I have been regularly using the sauna at my local rec center since my diagnosis of rheumatoid arthritis in 2015 – my routine used to be gym before and then sauna after but since the coronavirus pandemic I haven’t been into a sauna since March.
Oh how I miss that tiny hot room I would sweat profusely in – you did some wonders for my rheumatoid arthritis and all that comes with it.
While I can take a hot bath each day it just isn’t the same as the sauna was. I can’t stretch like I would in the sauna or simply just getting out of the house can have health benefits attached to it.
With the sauna I felt refreshed, clearer, lighter, mobile, hydrated, my skin was always glowing, my appetite was well controlled, my mood was elevated, and weight loss was a lot easier. I was also a lot more motivated to exercise in the gym because I had the sauna to look forward to after – it was my time to relax and recharge before taking on the day.

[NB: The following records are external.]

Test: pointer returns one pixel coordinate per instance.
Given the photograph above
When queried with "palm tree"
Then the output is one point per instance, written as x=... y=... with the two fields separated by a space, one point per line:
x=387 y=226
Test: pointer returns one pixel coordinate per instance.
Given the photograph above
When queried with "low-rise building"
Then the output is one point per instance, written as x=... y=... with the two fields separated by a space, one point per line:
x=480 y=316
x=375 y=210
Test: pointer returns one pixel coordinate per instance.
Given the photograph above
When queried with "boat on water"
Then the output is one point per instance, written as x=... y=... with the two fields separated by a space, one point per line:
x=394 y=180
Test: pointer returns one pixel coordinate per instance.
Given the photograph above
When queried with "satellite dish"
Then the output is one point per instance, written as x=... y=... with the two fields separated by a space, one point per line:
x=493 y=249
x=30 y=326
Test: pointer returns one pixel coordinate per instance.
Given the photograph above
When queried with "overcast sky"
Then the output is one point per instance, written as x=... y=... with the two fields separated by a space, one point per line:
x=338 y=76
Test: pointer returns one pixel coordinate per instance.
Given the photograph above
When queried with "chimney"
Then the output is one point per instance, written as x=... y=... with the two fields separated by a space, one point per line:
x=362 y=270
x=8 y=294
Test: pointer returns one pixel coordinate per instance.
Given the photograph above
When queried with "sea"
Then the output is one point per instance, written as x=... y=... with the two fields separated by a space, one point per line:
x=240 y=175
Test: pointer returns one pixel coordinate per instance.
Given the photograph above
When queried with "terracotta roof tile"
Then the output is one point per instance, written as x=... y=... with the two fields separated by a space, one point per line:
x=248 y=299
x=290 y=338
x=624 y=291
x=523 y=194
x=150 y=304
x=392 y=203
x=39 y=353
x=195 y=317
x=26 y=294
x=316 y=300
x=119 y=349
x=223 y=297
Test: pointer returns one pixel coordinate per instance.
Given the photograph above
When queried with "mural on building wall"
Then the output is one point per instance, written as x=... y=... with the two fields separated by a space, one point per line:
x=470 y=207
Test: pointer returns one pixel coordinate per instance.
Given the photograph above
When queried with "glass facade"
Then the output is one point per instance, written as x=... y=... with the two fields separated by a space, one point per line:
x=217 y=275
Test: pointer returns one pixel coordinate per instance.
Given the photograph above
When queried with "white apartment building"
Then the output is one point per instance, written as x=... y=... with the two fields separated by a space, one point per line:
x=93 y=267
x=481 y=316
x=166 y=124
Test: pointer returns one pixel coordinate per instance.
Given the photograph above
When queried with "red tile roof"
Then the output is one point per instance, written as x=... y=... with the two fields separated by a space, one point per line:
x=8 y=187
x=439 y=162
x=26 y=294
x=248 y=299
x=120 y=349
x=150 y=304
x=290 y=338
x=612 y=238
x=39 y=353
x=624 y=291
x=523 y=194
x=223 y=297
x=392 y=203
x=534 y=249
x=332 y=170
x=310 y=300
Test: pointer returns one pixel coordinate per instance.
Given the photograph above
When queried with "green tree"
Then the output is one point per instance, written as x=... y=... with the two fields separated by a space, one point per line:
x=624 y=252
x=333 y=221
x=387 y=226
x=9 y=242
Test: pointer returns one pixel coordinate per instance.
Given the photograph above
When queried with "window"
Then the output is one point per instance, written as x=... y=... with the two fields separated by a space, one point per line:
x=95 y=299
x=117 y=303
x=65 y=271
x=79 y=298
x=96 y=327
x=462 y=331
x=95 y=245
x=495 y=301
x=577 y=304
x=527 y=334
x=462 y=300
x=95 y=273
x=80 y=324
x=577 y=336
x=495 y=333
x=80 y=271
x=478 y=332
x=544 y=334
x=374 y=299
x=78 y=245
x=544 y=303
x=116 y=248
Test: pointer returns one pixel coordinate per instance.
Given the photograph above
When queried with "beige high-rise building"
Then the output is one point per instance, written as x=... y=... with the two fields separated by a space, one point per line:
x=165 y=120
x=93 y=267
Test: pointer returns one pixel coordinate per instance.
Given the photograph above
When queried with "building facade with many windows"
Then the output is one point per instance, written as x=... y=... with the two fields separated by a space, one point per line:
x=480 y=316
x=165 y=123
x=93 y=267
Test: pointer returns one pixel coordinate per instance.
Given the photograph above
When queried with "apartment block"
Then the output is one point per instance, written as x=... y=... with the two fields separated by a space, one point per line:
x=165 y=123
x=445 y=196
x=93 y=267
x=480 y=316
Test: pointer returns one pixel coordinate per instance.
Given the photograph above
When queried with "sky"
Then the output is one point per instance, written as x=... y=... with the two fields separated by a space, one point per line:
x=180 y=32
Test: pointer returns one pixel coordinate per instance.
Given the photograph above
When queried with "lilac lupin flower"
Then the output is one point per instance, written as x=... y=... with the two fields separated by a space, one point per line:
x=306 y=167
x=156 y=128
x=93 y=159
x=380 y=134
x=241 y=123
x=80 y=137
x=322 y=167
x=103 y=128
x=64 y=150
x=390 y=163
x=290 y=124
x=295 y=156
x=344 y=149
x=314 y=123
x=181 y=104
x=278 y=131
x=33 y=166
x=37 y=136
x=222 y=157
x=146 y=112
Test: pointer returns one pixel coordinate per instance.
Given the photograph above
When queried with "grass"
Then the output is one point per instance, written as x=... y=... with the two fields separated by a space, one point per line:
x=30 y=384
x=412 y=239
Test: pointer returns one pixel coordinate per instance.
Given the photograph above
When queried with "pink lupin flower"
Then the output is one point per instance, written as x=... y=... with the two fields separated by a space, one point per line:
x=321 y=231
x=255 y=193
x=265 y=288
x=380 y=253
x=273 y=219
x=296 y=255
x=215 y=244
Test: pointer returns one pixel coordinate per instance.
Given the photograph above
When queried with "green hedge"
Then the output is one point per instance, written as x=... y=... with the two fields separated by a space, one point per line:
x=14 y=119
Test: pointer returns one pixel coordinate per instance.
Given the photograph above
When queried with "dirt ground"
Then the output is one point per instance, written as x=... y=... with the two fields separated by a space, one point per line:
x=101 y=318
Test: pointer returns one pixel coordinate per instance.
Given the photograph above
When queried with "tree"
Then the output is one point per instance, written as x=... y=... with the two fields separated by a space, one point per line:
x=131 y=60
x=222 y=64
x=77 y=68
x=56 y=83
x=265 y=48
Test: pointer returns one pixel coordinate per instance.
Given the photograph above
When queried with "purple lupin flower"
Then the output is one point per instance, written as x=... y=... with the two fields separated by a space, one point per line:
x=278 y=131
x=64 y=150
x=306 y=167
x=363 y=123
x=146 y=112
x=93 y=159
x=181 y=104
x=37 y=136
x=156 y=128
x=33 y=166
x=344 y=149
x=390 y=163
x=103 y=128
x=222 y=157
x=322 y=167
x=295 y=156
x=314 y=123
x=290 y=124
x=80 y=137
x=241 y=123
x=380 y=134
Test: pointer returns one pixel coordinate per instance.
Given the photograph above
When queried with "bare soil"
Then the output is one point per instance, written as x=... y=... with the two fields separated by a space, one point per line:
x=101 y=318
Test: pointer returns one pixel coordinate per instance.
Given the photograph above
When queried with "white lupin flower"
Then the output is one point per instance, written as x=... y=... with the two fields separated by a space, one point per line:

Without the sauna I’m noticing a number of uncomfortable changes – like more muscle pain and aches, stiffness, higher fatigue, dehydration, lack of motivation to exercise, more acne and dead skin, increase of depression and anxiety, weight gain and harder to lose the quarantine lbs because I am not going out and being as physically active. My chiropractor keeps saying I am more stiff and need to move around more. I am even experiencing grief over the loss of my routine to treat my chronic illness, the sauna was a major part of that routine. Safe to say, I’m hurting without my regular sauna experience.
Now considering my love for research to prove health benefits I went digging – Does the sauna really help those living with rheumatoid arthritis?
I found a paper published in Clinical Rheumatology on my question.
Infrared sauna in patients with rheumatoid arthritis and ankylosing spondylitis. A pilot study showing good tolerance, short-term improvement of pain and stiffness, and a trend towards long-term beneficial effects
“To study the effects of infrared (IR) Sauna, a form of total-body hyperthermia in patients with rheumatoid arthritis (RA) and ankylosing spondylitis (AS) patients were treated for a 4-week period with a series of eight IR treatments. Seventeen RA patients and 17 AS patients were studied. IR was well tolerated, and no adverse effects were reported, no exacerbation of disease. Pain and stiffness decreased clinically, and improvements were statistically significant (p < 0.05 and p < 0.001 in RA and AS patients, respectively) during an IR session. Fatigue also decreased. Both RA and AS patients felt comfortable on average during and especially after treatment. In the RA and AS patients, pain, stiffness, and fatigue also showed clinical improvements during the 4-week treatment period, but these did not reach statistical significance. No relevant changes in disease activity scores were found, indicating no exacerbation of disease activity. In conclusion, infrared treatment has statistically significant short-term beneficial effects and clinically relevant period effects during treatment in RA and AS patients without enhancing disease activity. IR has good tolerability and no adverse effects.”
In other words the sauna is not just giving me a placebo effect but really part of my health care routine.
Does the sauna help your rheumatoid arthritis?